The issue of Homosexual in Africa has been in the closet for centuries. It is considered a taboo and has never been confronted until recently when a group of Gay people in different parts in Africa begun to emerge and question why they are discriminated based on their sexual preference and why their right to choose is not considered part of the inalienable Bill of Rights package. Religious fundamentalists have used their religious books to oppose these gay rights campaigns on the basis of gaysm being contrary to their spiritualism. The moralists tends to lean on the premise that the gay lifestyle is unafrican while the liberals especially in Kenya support Gay rights privately for fear of backlash and dogma associated with such viewpoints. Majority of straight people who oppose or support the gay identity tend to be closed cocoons allowing the debate to wallow in mediocrity and emotion rather than common sense and humanity.

Gays have existed since the advent of time. It is astonishing that a group of condemned, despised and hated people have survived without the ability to reproduce from the early patriarch period through the 21st century. We can easily call this group the endangered tribe that has refused to extinct.  This paradox and fact should guide any and each debate since time alone has  shown being homosexual is more than mere casual sexual encounters by perverts as Christian fundamentalists and moralists would want us to believe.
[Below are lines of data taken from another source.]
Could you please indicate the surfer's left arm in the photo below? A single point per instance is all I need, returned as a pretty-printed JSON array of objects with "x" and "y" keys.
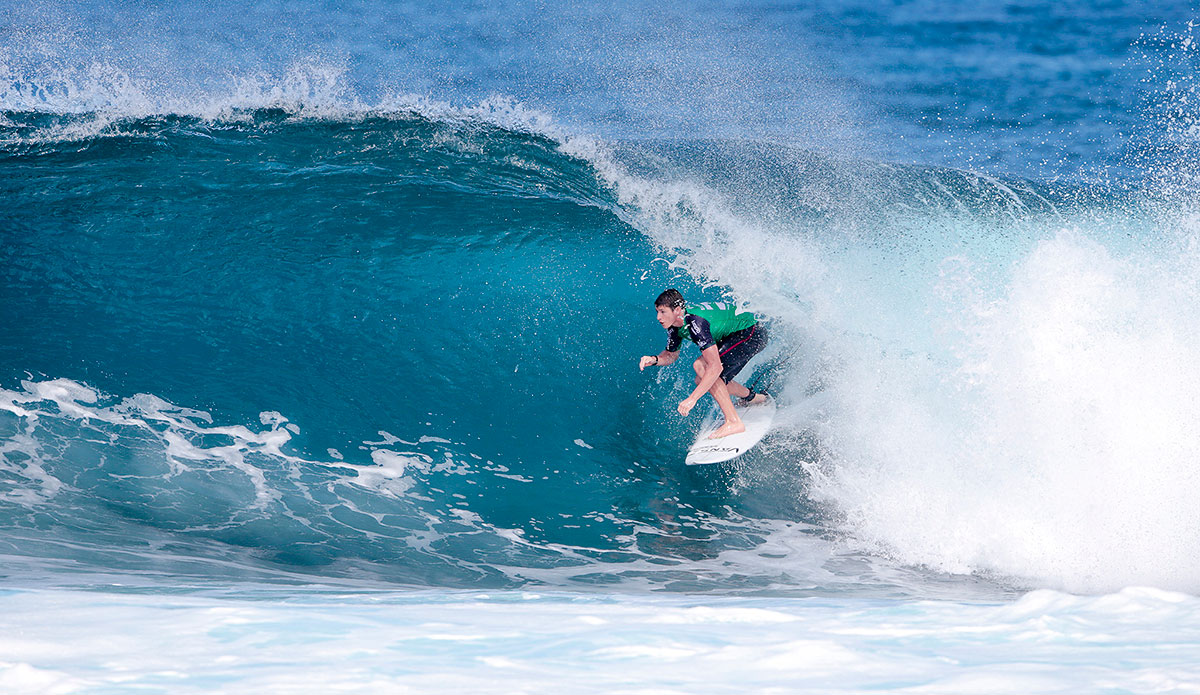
[{"x": 713, "y": 366}]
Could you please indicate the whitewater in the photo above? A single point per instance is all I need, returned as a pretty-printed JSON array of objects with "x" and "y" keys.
[{"x": 319, "y": 333}]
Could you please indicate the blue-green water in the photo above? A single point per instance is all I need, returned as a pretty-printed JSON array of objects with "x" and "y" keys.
[{"x": 354, "y": 295}]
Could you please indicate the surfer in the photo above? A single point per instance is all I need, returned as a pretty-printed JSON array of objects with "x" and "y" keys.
[{"x": 726, "y": 339}]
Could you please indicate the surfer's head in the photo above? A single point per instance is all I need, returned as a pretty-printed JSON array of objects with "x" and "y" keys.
[{"x": 670, "y": 307}]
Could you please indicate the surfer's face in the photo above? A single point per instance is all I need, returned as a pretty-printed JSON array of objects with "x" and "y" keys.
[{"x": 669, "y": 317}]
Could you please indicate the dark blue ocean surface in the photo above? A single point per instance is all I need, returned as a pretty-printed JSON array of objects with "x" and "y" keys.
[{"x": 357, "y": 292}]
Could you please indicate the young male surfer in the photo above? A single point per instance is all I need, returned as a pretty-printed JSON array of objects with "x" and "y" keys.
[{"x": 726, "y": 339}]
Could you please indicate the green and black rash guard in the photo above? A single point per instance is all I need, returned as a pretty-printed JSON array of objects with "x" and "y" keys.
[{"x": 707, "y": 324}]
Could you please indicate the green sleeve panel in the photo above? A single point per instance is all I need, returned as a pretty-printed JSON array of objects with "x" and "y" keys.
[{"x": 723, "y": 317}]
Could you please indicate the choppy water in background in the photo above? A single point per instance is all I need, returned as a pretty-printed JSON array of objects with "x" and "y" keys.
[{"x": 316, "y": 322}]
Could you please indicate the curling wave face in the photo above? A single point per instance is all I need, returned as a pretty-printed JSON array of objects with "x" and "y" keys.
[{"x": 399, "y": 345}]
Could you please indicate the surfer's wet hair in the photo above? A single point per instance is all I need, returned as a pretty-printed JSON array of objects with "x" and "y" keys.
[{"x": 670, "y": 298}]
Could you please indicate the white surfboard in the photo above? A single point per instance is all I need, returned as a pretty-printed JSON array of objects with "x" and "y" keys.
[{"x": 757, "y": 420}]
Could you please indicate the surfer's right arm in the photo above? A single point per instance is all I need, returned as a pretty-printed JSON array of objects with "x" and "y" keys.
[
  {"x": 661, "y": 359},
  {"x": 669, "y": 354}
]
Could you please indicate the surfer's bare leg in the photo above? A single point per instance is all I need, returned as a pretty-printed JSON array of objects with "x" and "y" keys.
[{"x": 721, "y": 395}]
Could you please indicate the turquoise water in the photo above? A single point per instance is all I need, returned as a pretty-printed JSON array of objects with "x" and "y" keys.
[{"x": 301, "y": 301}]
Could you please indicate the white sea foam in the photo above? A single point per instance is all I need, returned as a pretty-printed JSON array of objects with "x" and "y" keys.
[{"x": 317, "y": 641}]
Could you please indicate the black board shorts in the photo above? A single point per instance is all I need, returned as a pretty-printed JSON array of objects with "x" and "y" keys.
[{"x": 737, "y": 348}]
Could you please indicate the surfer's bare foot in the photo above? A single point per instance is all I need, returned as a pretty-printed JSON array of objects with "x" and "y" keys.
[{"x": 727, "y": 429}]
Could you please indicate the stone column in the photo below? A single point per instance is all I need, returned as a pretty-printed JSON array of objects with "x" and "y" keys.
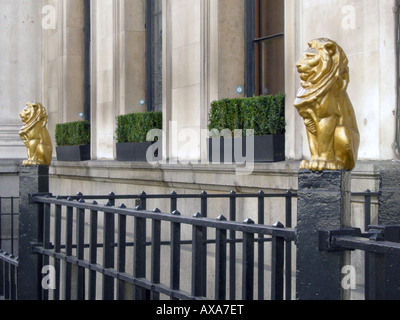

First, the society has greatly misunderstood what gaysm is all about and instead accepted narrowed definition that gaysm and homosexuality is all about being top, versatile or bottom. About anal or back entry among men and dildos among lesbian women. This viewpoint is a façade that has ensured  other social physiological reasons are not explored at least by the general populace beyond this simplified, chauvinistic and narrow mindedness.

Secondly, societies especially in Africa tend to harshly judge men who have sex with other men than lesbian women. Actually, in a recent study, 68% young men between ages 18-45 said they will be turned on sexually seeing two women kissing each other and turned-off or feel disgusted seeing two men hold hands. This leaves the question of men hate of other men who sleep with men is a cultural,religious or societal conditioning.

In his book, Velvet Rage, Alan Downs, Ph.D, says “The experience of being a gay man in the 21st century is different from that of any other minority, sexual orientation, gender or culture grouping. Gay people are different from on one hand, women, and on the other hand straight men. Their lives are a unique blending of testosterone and gentleness, hyper-sexuality and delicate sensuality, rugged masculinity and refined gentility.”  This is the point that proponents and opposers miss entirely when discussing the gay issue. The classification of this group has often been seen from a media and Hollywood viewpoint and often bombarded the society with the images and perceptions of the effeminate man to their horror and disgust. Armed with this little information, the groupings quickly form and the Gay  discourse is never explored or agreed upon beyond the question of why should anyone have sexual encounter with the same sex when there are so many opposite species?

I think  Gay men especially in Kenya should blame themselves for their fear and inaction to contribute to the current debate. The fear that if they take a stand they will be suspected keep even the very straight who would otherwise support quiet since the affected men themselves  save for the few brave souls that have been on the forefront of advocating equality tend to conform to the norms, barricade their true feelings, marry and end up living a life that is contrary to their true self.

The greatest contribution any opposer or proponents of the Gay issue can give is  to begin to encourage  Gay people to listen and hear their own story. It is the Gay,  lesbians and trans-gender people that need to hear their own story on their own terms. They need to know that God is not worried or wringing his hands about their sexual orientation. He is not afraid, upset or angry. He already accepts and love them the way they are and his love is unconditional and forever. Any Gay person need to know that sexual orientation is never the most important question, the question is really secondary to the desire to be loved, to belong, to be accepted and to love in return.

The second contribution perhaps is to begin to change our thoughts that are deeply internalized and held beliefs that being gay is unacceptable, unlovable, shameful and shortly  flawed. For successful people are those that build a life based on their own value and passion rather than providing to the world a false identity in the quest to be lovable and desirable.